A linear equation is an algebraic equation that forms a line when graphed on a coordinate system. It is the most basic form of an equation used to describe a straight line and typically looks like this:
\( y = mx + b \).
In this equation, \( m \) represents the slope, which indicates the steepness and direction of the line, and \( b \) signifies the y-intercept, which is the point where the line crosses the y-axis.

When you're presented with a linear equation, it tells you all the information you need to graph it. To improve your understanding, remember that any linear equation will give you a straight line graph, and any changes to the values of \( m \) and \( b \) will change the position and angle of the line on the graph. Identifying these components is key to solving and graphing linear equations.

The process of graphing straight lines begins by first understanding the format of the linear equation. Once you've identified the slope (\( m \) value) and the y-intercept (\( b \) value), you're ready to start graphing.

First, locate and plot the y-intercept on the vertical axis. This is your starting point. Then, use the slope to determine the rise over run, or in other words, how many units you go up or down for every unit you go right or left.

Pro Tip:

Always move in the direction from left to right as if you're reading a book. This will help you maintain a consistent and correct orientation of the line. For instance, a slope of \( 4 \) means you'll rise 4 units up for every 1 unit you move to the right. Plot the second point based on this movement. Finally, draw a line through your plotted points extending both ends to the edges of your graph, thus creating the graph of your linear equation.

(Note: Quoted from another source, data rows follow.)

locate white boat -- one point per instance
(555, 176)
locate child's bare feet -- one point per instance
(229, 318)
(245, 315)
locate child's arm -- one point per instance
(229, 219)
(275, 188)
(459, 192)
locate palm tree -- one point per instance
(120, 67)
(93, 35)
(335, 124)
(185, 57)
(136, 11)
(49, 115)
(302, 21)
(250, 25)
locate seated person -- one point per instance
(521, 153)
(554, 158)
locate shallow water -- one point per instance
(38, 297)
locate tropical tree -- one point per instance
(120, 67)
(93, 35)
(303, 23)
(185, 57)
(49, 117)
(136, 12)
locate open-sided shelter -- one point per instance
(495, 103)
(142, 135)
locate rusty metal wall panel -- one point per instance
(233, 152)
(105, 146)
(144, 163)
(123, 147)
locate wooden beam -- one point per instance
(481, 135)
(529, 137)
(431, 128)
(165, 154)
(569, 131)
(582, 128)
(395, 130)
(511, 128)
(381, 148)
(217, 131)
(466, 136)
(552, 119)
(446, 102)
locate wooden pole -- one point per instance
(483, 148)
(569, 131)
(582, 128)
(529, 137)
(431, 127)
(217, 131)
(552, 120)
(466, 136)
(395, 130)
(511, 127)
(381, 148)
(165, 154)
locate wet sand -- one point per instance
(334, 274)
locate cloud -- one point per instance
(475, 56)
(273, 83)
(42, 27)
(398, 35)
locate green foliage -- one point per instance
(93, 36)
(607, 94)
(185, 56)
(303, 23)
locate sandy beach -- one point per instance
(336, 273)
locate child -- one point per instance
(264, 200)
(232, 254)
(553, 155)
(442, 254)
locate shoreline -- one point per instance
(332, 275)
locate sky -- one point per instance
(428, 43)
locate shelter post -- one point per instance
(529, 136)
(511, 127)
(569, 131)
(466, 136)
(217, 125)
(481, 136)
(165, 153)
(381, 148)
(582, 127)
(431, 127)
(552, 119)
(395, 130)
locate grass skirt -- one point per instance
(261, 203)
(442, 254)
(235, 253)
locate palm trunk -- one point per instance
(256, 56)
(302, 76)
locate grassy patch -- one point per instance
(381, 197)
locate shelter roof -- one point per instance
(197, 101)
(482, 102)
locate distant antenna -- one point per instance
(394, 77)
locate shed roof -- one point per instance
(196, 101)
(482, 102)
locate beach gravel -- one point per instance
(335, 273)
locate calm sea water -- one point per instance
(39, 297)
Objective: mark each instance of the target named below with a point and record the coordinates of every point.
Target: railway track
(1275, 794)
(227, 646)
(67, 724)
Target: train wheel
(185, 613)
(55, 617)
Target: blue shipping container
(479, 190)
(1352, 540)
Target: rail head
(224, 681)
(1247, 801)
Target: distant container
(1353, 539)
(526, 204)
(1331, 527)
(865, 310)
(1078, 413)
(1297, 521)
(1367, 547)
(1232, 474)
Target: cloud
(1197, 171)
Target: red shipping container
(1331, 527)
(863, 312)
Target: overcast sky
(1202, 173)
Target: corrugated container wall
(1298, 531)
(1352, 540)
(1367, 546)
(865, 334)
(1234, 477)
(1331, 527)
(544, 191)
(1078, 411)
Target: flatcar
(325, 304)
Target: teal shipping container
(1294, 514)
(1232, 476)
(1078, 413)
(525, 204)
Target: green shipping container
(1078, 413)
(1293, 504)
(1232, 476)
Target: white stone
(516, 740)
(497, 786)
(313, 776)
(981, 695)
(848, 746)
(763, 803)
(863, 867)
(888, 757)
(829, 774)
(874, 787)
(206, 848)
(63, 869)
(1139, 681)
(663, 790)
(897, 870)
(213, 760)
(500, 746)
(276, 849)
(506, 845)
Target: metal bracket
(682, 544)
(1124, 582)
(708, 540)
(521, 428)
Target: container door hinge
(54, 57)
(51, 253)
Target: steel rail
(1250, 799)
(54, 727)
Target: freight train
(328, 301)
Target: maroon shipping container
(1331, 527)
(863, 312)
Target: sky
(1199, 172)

The slope of a line is a measure of its vertical change divided by its horizontal change, commonly expressed as 'rise over run.' It is a crucial concept in understanding how lines behave on a graph. The slope can be positive, negative, zero, or undefined, each indicating a different line orientation:

• Positive slope: line rises to the right
• Negative slope: line falls to the right
• Zero slope: horizontal line
• Undefined slope: vertical line

On the other hand, the y-intercept is simply the location where the line crosses the y-axis. This point is always at \( (0, b) \) because it is where the value of \( x \) is zero. To improve your understanding, consider this: the y-intercept is the starting point of your line on the graph, and the slope tells you how to move from there to draw the entire line. Knowing both of these components allows you to accurately draw any straight line on a graph.